The doctrine of original sin appalled Pelagius, who had a positive view of sex and sexuality. He was convinced that the newborn child carried the image of God, and that “creation is essentially good and that the sexual dimension of life is God-given.” Again, the Celtic theology within Pelagius leaves no room for misogyny. If women are viewed differently at all, it is with more respect, as they are the carriers, deliverers, and nurturers of the imago Dei within their children.
Augustine’s doctrine of predestination was also upsetting to Pelagius, who believed “the work of the Holy Spirit supports all who seek righteousness.” Although God, in Her omniscience, may know ahead of time what an individual will choose to do with his life and where he will end up in the afterlife, Pelagius did not hold that God would determine such fate for us in advance, as predestinarianism argues. Here again we see the open and inviting God of Pelagius, not only welcoming but actively working and supporting those who seek a life of righteousness.

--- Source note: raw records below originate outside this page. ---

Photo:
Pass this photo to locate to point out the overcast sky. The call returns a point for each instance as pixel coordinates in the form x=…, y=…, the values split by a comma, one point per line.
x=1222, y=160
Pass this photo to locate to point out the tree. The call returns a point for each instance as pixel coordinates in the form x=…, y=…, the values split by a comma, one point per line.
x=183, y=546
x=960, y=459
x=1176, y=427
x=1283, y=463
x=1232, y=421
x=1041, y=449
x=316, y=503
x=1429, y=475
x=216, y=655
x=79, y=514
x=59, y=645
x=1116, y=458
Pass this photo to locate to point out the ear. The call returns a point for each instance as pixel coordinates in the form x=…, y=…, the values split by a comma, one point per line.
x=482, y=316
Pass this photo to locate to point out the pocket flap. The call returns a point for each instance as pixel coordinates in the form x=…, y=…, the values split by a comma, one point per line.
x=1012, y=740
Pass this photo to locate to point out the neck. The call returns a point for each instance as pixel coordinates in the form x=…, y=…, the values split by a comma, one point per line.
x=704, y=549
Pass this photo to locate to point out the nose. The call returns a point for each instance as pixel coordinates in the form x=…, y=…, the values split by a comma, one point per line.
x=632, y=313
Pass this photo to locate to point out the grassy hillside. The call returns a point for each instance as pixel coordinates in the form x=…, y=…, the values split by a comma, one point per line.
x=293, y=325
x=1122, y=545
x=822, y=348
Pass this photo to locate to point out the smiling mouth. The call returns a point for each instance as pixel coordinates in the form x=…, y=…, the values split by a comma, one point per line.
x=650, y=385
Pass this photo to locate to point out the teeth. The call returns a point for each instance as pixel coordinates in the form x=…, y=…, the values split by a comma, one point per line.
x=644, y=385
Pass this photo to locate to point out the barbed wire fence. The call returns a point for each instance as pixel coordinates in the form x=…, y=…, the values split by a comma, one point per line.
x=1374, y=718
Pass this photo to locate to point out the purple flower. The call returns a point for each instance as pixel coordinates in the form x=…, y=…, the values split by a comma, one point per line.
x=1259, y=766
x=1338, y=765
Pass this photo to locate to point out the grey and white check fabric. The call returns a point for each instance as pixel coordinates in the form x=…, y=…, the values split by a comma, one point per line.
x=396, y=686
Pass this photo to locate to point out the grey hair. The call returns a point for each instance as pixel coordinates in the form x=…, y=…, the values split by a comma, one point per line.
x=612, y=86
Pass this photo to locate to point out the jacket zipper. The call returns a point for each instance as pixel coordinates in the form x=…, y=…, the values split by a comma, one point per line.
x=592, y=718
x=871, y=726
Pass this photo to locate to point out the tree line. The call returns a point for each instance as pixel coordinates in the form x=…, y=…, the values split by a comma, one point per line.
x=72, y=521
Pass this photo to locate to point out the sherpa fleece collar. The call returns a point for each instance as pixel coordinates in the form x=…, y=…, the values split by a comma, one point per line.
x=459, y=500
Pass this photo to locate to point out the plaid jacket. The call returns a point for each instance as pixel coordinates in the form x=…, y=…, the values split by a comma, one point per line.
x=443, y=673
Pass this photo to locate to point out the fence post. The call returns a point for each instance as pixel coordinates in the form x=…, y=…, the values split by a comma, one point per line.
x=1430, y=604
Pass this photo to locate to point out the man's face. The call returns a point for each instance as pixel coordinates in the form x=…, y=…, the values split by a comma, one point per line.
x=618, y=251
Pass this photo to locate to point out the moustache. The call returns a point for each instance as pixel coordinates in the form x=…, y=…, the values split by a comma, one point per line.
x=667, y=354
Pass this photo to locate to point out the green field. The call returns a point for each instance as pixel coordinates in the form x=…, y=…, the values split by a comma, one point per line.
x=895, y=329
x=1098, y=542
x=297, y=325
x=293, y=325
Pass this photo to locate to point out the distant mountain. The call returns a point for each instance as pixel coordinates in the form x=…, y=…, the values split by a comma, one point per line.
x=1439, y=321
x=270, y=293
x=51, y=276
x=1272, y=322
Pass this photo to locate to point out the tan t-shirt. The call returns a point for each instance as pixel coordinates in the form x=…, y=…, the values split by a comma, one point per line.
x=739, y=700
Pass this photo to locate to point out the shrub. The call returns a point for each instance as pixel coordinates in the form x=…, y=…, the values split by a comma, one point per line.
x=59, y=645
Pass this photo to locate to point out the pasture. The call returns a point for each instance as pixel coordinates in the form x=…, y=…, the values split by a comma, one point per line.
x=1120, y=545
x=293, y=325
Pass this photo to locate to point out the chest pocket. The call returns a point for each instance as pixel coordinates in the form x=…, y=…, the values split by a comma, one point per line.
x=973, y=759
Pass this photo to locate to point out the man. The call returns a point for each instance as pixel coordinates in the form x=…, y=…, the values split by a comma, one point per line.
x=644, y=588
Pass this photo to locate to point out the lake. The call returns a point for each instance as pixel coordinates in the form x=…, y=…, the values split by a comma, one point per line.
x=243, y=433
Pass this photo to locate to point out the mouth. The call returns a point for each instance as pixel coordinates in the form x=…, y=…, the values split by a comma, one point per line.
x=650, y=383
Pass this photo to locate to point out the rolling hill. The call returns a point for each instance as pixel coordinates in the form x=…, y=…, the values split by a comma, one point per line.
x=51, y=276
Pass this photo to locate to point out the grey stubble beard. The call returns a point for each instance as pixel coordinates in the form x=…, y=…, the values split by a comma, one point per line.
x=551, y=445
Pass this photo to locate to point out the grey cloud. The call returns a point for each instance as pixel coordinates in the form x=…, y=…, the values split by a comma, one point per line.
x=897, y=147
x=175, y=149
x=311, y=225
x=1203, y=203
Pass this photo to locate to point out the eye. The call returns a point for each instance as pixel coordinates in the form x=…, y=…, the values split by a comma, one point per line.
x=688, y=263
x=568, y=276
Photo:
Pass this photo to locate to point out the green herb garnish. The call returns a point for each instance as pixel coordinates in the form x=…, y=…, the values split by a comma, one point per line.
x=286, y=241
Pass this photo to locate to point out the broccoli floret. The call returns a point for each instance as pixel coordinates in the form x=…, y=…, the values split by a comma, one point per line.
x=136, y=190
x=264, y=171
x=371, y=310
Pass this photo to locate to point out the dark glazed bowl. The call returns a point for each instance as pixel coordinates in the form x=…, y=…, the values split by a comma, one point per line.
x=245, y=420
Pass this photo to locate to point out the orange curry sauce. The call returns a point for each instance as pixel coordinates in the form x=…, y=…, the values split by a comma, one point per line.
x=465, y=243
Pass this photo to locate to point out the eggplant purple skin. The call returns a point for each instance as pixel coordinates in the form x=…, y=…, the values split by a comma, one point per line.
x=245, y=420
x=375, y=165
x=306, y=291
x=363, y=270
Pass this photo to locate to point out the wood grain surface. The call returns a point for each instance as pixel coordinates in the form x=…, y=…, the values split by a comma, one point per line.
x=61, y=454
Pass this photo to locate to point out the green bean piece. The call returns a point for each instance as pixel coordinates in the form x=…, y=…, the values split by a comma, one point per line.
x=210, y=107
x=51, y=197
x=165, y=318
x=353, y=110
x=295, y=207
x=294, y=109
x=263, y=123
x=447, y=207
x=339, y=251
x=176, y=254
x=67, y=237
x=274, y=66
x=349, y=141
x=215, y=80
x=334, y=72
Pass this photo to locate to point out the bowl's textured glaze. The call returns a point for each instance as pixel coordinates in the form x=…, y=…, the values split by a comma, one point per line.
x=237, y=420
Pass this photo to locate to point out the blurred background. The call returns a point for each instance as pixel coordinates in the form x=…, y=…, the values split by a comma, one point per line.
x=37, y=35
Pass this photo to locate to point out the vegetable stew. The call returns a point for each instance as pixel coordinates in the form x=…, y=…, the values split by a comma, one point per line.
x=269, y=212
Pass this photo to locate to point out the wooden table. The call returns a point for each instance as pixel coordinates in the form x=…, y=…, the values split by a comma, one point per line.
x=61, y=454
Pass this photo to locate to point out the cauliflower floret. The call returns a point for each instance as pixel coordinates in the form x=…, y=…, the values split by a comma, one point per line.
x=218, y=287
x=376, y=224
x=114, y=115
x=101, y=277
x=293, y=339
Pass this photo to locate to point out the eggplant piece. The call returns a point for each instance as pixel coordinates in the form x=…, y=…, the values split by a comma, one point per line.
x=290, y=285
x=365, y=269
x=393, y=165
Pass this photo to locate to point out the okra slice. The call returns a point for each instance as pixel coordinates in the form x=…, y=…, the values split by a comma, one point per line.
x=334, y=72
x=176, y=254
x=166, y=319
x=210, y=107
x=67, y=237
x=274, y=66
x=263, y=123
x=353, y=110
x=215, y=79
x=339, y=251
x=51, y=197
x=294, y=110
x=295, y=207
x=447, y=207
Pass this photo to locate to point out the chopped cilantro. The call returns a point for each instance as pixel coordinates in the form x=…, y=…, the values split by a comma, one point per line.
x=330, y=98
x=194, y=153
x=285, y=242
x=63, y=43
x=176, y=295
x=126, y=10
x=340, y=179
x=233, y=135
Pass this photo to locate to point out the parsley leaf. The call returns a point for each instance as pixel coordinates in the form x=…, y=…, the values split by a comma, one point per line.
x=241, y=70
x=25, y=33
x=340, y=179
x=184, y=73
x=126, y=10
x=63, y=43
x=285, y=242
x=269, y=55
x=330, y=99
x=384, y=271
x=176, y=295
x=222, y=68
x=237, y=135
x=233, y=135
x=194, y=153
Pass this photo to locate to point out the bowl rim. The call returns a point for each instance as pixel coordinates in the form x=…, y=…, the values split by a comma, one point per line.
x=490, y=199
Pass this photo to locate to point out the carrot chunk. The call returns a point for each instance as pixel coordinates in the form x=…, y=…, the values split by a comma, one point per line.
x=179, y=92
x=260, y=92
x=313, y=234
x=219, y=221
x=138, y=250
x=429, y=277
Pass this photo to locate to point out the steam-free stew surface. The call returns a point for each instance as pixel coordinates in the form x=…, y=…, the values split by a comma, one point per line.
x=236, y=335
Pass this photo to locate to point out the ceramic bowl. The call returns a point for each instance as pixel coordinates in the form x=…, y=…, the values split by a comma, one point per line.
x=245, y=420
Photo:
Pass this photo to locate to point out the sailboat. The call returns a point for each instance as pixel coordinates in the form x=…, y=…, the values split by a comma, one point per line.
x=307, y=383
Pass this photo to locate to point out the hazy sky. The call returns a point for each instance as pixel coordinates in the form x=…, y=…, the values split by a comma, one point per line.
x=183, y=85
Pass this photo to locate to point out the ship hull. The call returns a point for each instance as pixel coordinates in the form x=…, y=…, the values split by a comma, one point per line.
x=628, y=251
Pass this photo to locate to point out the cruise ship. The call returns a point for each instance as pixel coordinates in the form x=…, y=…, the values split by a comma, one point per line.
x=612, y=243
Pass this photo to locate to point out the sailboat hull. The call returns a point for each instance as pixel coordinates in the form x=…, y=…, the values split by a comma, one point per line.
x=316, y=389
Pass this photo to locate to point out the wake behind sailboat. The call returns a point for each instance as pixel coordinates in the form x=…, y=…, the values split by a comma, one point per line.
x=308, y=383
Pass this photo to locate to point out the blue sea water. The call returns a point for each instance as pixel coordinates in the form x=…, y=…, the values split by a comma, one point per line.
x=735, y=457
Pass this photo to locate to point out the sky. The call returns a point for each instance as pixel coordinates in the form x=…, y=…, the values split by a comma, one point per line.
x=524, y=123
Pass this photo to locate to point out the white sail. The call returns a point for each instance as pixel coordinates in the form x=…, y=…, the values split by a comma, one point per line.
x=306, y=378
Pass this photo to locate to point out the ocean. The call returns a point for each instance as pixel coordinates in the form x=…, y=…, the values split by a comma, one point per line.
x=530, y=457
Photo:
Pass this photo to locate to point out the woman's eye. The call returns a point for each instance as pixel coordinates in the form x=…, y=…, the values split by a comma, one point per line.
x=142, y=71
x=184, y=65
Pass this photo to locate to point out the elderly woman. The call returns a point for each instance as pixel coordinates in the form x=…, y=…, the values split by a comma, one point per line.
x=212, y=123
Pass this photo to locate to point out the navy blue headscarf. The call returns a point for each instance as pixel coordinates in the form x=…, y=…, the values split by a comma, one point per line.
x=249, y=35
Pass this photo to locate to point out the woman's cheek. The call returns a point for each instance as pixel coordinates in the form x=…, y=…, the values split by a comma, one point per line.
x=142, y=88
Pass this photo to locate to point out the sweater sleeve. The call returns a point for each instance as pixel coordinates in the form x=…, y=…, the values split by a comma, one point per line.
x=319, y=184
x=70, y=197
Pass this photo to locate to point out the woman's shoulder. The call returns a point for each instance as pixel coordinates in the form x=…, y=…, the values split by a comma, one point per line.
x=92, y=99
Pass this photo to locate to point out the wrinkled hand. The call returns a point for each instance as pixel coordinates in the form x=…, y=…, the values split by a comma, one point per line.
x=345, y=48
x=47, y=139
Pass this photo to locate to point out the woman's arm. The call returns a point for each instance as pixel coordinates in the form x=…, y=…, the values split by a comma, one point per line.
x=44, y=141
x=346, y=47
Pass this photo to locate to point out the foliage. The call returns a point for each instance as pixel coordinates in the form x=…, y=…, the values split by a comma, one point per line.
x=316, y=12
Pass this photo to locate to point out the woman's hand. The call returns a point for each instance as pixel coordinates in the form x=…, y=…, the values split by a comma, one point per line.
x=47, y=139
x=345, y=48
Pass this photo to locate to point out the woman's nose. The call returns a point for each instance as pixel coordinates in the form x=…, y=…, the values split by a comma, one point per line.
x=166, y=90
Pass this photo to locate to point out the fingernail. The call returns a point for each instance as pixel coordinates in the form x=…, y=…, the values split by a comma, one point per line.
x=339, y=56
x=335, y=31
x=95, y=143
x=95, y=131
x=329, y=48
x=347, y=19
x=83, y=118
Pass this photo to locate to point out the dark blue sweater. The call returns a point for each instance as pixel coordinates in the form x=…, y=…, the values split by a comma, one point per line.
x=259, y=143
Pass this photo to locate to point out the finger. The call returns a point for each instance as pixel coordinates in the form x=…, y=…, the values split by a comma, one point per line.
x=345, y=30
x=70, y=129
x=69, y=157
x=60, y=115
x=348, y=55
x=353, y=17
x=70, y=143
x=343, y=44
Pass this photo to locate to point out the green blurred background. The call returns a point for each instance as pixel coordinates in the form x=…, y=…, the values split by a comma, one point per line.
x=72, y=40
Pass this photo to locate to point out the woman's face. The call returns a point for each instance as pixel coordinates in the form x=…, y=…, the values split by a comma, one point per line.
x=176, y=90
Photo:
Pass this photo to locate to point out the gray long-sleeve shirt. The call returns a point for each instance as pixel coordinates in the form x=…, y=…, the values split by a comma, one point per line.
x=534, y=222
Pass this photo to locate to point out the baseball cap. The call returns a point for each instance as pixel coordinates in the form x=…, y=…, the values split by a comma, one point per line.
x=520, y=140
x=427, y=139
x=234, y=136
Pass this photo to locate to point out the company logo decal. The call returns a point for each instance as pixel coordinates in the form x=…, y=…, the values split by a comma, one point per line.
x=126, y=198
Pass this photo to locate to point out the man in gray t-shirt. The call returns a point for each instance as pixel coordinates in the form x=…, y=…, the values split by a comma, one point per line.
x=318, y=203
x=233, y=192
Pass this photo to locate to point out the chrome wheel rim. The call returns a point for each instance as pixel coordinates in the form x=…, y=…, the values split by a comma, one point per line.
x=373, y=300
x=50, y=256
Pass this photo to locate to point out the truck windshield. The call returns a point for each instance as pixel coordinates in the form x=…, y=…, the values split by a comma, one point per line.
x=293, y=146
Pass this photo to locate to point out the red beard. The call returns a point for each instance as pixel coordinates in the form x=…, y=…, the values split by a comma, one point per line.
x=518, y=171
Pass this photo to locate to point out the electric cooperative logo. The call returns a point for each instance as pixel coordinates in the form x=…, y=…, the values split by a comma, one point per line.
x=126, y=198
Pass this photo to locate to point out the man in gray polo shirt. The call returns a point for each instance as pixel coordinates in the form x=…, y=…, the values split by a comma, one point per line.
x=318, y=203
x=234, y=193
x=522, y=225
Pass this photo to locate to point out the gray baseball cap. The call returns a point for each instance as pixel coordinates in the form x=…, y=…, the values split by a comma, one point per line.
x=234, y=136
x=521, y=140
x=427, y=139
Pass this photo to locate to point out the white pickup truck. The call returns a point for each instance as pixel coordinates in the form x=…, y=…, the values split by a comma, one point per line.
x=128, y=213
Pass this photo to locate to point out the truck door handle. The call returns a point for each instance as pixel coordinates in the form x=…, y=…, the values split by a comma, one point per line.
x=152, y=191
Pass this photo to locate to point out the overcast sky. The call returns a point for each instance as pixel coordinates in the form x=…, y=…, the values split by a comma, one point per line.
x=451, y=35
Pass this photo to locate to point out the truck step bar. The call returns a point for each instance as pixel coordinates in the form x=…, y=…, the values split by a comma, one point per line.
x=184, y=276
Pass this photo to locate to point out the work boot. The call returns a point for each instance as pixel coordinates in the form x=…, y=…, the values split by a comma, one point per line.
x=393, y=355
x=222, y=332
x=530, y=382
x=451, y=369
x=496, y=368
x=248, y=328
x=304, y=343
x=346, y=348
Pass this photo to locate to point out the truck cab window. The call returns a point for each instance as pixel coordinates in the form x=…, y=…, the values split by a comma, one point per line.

“Pelagius understood that God loved mankind and acknowledged God’s continuing work of grace in every holy life.”
Rather than Augustine’s God who lords over humanity in judgment, Pelagius’ God is working for us and with us. Pelagius worked to set free or release the imago Dei that humans carry within, and “was concerned that Augustine’s emphasis on human depravity leads to a loss of confidence in what we most essentially are.” His fears were well founded, for that is what we see in the Church today. Many congregations are driven by guilt, condemnation, and concerns over who’s in and who’s out. We often worship doctrine more than we worship the living God.
It is hard to say whether each theologian’s pre-existing cultural view of women influenced his theology, or if his theology influenced his view and treatment of women. What is clear is the heavy influence of Augustine on today’s Church and culture. Women are often treated with the same suspicion and exclusion as was originally set up by his theology. In many communities, the theology not only excludes but actively damages women, telling them they are inferior and sinful for the lust they provoke. The Church would be wise to turn toward our forgotten Mother, found in Celtic spirituality, and listen to her love and wisdom.
This piece was originally written as an assignment for Celtic Spirituality with Tom Cashman, writing on what today’s church could learn from the Celtic church.